展望台で待っています。必ず来てください。
カプチーノ☆より』
★★★★★★★★★★★★★★★★★★★★
「皆様、ようこそ☆ 私がカプチーノ☆ 浮気探偵です。あ、こっちは助手のもっくんです」
「いや、助手ではねーよ・・・・・・安斎木です。よろしく」
ツッコミながら目の前の四人に会釈するもっくん。
その四人は困惑していた。
ま、とーぜんですよねー。突然浮気探偵なんぞに呼び出されば。
「君は、一昨日の・・・・・・古河さん?」
「はい、そうですよ。野村さん。美沙さんも二日ぶりですね」
「え、えぇ」
私が呼び出したうちの二人、野村夫妻にご挨拶し、次に、モジモジそわそわした制服姿の二人にも挨拶する。

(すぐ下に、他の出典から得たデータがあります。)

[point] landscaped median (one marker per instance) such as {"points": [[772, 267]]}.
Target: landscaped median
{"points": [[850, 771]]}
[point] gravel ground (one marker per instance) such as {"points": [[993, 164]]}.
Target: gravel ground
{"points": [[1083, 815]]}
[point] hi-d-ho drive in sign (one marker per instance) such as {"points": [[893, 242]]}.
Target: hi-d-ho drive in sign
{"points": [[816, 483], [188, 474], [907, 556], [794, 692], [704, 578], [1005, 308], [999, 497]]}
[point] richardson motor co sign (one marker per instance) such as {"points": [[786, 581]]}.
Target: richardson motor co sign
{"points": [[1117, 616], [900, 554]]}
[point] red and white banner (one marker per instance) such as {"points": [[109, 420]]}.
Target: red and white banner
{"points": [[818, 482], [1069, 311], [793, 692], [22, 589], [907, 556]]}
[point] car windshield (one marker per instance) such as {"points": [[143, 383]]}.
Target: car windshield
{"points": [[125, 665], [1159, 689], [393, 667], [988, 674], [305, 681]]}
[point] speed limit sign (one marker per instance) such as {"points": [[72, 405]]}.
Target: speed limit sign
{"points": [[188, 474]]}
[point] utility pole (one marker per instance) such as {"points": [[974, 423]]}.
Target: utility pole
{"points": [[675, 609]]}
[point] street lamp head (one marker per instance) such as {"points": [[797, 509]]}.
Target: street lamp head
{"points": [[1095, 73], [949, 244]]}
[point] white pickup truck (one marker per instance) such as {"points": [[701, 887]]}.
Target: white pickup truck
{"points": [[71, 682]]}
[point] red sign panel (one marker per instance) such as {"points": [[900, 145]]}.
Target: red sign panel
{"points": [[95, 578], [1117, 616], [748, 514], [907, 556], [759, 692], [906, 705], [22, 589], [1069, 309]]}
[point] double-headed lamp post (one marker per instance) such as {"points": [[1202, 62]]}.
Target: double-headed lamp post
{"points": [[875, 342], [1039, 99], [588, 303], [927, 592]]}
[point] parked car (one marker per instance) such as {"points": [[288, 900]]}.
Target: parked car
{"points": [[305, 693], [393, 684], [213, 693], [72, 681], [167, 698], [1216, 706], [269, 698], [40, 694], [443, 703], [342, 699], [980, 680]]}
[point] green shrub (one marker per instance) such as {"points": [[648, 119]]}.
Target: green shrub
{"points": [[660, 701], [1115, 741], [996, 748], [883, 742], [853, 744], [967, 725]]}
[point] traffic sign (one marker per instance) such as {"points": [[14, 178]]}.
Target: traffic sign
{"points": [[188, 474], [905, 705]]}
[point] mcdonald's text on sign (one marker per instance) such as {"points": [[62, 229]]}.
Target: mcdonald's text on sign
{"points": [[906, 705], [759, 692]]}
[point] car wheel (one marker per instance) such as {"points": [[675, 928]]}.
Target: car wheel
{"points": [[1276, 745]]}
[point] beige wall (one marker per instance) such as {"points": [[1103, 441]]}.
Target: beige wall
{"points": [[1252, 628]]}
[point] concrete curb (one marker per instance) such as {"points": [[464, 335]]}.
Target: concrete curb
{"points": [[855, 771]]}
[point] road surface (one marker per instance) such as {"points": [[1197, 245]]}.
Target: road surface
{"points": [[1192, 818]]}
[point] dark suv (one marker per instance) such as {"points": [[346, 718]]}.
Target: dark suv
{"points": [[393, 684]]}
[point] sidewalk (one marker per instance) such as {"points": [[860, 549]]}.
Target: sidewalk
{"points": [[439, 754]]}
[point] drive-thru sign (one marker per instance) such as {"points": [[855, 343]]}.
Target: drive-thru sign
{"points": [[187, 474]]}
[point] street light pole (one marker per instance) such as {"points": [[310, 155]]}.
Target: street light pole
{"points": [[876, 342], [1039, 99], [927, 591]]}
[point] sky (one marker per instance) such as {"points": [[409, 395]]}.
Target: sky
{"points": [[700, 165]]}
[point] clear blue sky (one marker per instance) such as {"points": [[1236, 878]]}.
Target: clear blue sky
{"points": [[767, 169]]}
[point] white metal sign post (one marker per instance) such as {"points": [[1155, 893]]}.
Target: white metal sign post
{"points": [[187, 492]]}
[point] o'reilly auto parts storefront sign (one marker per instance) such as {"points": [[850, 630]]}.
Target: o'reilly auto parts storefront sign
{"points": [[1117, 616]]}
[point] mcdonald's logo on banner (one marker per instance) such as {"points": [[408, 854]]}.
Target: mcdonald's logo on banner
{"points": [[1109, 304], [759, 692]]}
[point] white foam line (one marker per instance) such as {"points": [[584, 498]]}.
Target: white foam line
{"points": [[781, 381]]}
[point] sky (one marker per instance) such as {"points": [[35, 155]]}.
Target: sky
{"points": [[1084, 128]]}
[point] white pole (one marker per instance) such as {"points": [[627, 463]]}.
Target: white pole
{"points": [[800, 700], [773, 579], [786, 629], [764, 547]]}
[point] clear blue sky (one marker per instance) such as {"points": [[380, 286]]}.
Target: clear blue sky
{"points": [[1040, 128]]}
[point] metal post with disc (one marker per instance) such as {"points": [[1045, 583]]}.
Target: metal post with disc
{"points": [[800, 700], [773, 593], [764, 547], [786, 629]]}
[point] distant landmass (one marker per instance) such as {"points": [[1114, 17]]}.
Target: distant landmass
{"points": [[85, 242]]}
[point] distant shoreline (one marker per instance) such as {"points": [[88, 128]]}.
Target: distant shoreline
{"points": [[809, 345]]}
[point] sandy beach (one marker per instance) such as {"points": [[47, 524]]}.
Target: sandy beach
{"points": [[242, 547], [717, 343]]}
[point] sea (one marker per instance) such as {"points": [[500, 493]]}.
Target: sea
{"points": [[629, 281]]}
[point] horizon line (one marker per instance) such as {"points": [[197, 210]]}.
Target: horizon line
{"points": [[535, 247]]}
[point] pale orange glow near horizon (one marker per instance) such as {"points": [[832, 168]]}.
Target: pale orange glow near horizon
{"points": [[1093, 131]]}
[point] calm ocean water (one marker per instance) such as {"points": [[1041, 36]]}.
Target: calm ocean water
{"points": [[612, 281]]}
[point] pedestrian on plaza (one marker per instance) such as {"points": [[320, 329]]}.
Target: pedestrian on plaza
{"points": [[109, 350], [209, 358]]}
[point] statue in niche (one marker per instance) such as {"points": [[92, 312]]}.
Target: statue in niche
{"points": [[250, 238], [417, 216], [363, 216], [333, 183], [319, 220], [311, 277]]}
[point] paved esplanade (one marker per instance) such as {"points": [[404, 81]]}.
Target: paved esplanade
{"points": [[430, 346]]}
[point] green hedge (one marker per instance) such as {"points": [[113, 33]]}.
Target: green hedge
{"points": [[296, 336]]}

「麻耶さんも来てくれてありがとう。それから──藤堂航さんも」
「あの・・・・・・君は? 俺はなんで呼ばれたんだ」
「さっきも言った通り、私はカプチーノ☆です。一応、貴方とは同じ学校ですが、そこはスルーしてください。事情はこれから順を追って説明しますので、お待ちください」
「はぁ」
この中で唯一初対面の藤堂さんは一番状況を飲み込めていないようだったが、私は今回の依頼について説明した。

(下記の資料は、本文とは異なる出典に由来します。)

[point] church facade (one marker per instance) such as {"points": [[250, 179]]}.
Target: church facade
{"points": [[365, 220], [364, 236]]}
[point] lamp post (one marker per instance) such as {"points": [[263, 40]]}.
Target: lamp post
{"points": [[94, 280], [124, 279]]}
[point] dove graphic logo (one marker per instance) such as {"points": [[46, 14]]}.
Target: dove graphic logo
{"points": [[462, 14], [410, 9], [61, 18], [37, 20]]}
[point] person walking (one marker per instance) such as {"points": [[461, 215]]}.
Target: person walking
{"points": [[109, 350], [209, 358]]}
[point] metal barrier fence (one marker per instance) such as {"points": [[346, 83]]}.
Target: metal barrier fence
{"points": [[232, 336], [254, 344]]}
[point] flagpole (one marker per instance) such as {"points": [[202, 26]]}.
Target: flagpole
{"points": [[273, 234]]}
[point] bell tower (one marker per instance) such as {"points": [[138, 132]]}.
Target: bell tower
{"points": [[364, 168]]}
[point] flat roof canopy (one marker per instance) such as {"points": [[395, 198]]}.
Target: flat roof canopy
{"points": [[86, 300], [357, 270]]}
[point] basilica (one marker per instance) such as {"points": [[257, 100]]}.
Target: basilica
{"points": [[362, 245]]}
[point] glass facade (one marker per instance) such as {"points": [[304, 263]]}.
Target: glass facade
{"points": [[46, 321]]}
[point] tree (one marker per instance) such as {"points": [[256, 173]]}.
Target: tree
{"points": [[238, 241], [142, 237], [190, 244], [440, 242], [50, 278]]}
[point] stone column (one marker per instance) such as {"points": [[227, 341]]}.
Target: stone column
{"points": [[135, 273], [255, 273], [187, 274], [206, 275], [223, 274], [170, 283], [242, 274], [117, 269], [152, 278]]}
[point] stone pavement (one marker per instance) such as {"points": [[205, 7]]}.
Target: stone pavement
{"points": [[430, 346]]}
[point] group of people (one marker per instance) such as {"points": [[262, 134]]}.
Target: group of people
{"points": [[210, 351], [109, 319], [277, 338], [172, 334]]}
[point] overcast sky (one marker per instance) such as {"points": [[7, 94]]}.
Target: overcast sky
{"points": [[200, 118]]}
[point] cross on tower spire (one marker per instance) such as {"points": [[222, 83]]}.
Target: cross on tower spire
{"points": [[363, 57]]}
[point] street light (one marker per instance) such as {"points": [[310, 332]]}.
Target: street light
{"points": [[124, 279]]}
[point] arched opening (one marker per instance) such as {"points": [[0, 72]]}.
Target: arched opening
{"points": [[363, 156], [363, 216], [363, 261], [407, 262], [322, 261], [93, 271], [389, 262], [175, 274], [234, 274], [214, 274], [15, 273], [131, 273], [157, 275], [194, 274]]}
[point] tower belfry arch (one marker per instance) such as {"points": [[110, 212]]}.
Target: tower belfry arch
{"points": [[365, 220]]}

「私は浮気探偵ですので、皆さんをお呼びした理由は浮気絡みです☆ 今回のクライアントは美沙さん」
「美沙が!? まさかっ」
野村さんが驚いて美沙さんを見る。自分の浮気を疑われているとすぐに気づいたようだ。
「ええ。美沙さんは貴方が浮気をしているのでは? と疑っていました。そこの、橘麻耶さんと」
「「「えっ!?」」」
麻耶さんと野村さんが美沙さんに目を向け、藤堂さんは麻耶さんを凝視している。
「美沙、なんで・・・・・・」
「そっ、それは・・・・・・貴方と麻耶さんが・・・・・・」
「まぁまぁ、落ち着いて下さい、お二方。今回の件はただの思い込みと勘違いが生んだ誤解ですから」
「誤解?」
美沙さんが訝しげな目で訊ねてきたので、私はそれに頷く。
「はい☆ 結果を言えば、野村さんは無罪です。浮気の事実はありませんでした。ね、野村さん☆」
「もちろんだ」
「でも・・・・・・」
「そもそも!」
私は美沙さんの言葉を遮って話を続ける。
「事の発端は美沙さんが訊いてしまったお二人の会話にあります。麻耶さんが野村さんに「どうしても諦められない」と言ったあれです。お心当たりありますよね?」
「あっ、あれは・・・・・・その・・・・・・」
野村さんは突然気まずそうに言葉に詰まってしまう。
それを見た美沙さんは、やはり浮気では? と考えているのがありありと分かる表情を浮かべた。
ありゃりゃ☆
とりあえず真相を話そうとしたところで、麻耶さんが前へ出た。
「あの! 違います。確かに、野村先生にはそんなことを言いました。けど、それは野村先生に対してじゃなくて・・・・・・私は野村先生に相談していただけなんです!」
「相談?」
麻耶さんの言ったことが予想外だったのだろう。美沙さんは首を傾げる。
端折られた部分を補う為に、私は言葉を付け加えた。
「そうなんですよ~☆ 麻耶さんは野村さんに恋愛相談をしていただけなんです。麻耶さん、言いにくいとは思いますが、一昨日のようにその日の会話を詳しく話してください」
「・・・・・・はい」
麻耶さんが訥々とあの日の本当の会話を説明する。
☆☆☆☆☆☆☆☆☆☆☆☆☆☆☆☆☆☆☆☆
「私、好きなんです。藤堂さんのこと」
「いけないよ。こんなこと──いくら好きでもこっそり惚れ薬を飲ませようとするなんて」
「でも! それでも私・・・・・・諦められません!」
「麻耶ちゃん・・・・・・わかったよ、君の気持ちは。だから僕が麻耶ちゃんの恋を応援するから、とりあえずその薬を使うのはやめてほしい」
「・・・・・・野村さん」
☆☆☆☆☆☆☆☆☆☆☆☆☆☆☆☆☆☆☆☆
「と、いう訳です」
麻耶さんの説明を訊いた美沙さんと藤堂さんは、ぽかーんと口を開いて固まってしまった。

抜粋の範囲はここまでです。